Back in January 2016, Dennis Gartman said that oil would "not hit $44 during my lifetime."
Then, just a few months after oil jumped above $44, yet failed to kill the "world renowned" commodity guru, Gartman made another bold prediction: "oil is not going above $55 for years." Predictably, just over a year later, oil hit $57, the highest price in two and a half years.
Fast forward to today when we have some bad news for equity bulls and some good news for bond bulls.

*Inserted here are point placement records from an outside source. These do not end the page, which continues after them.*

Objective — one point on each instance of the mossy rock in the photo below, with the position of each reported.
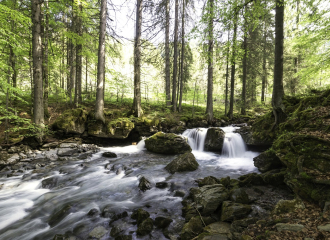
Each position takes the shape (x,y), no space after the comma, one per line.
(72,121)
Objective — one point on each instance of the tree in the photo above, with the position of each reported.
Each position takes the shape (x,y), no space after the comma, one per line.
(137,109)
(99,106)
(278,91)
(209,105)
(38,105)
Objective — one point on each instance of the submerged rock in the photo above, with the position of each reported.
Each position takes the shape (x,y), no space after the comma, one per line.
(167,143)
(184,162)
(214,140)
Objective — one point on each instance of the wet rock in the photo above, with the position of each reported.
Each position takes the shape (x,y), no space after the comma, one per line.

First, Gartman unveiled that he is shorting bonds, whose "bull 35 year market ended last autumn":
NEW RECOMMENDATION: The 35 year bull market in bonds ended in the autumn of last year when the bond future traded to $175; it is now $155 and although we might have missed the first year of the new bear market we are still very early. Nonetheless, after 7 days in a row to the upside, the bond future is moving back into “The Box” marking the 50-62% retracement of the break that bean when the bond future peaked recently at $158 3/8’s and fell to $150 ½. If the nearby bond future is able to trade to $154 ½ today we’ll sell it there… one unit being sufficient. We’ll have stops in tomorrow’s TGL if the trade is effected later today.
Second, the frequent Fast Money guest announced with great fanfare that he is closing his equity short, in anticipation of a "violent, manic" surge higher in the market:
We have been wrong… badly… in taking even a modestly bearish view of the global equity market and effecting that bearish view via a position in out-of-the-money puts on the US equity market bought a week and one half ago. Fortunately we effected that bearish view with puts rather than with direct short positions in equites and/or via short position in the futures themselves, so the damage wrought has been minor. But the real damage is that we are not long of equities as obviously we should have been. Our position has to be covered and covered it shall be, for we fear that we are about to enter that violent… and ending… rush to the upside that has ended so many great bull markets of the past. At this point, the buying becomes manic and prices head skyward. Speculation is the order of the day, not investment and when such periods have erupted in the past prices have gone parabolic until such time as the last bears have been brought to heel and the public has thrown investment caution to the wind. We’re there now; this may become wild.
And so the slam dunk pair trade has been set. Trade accordingly.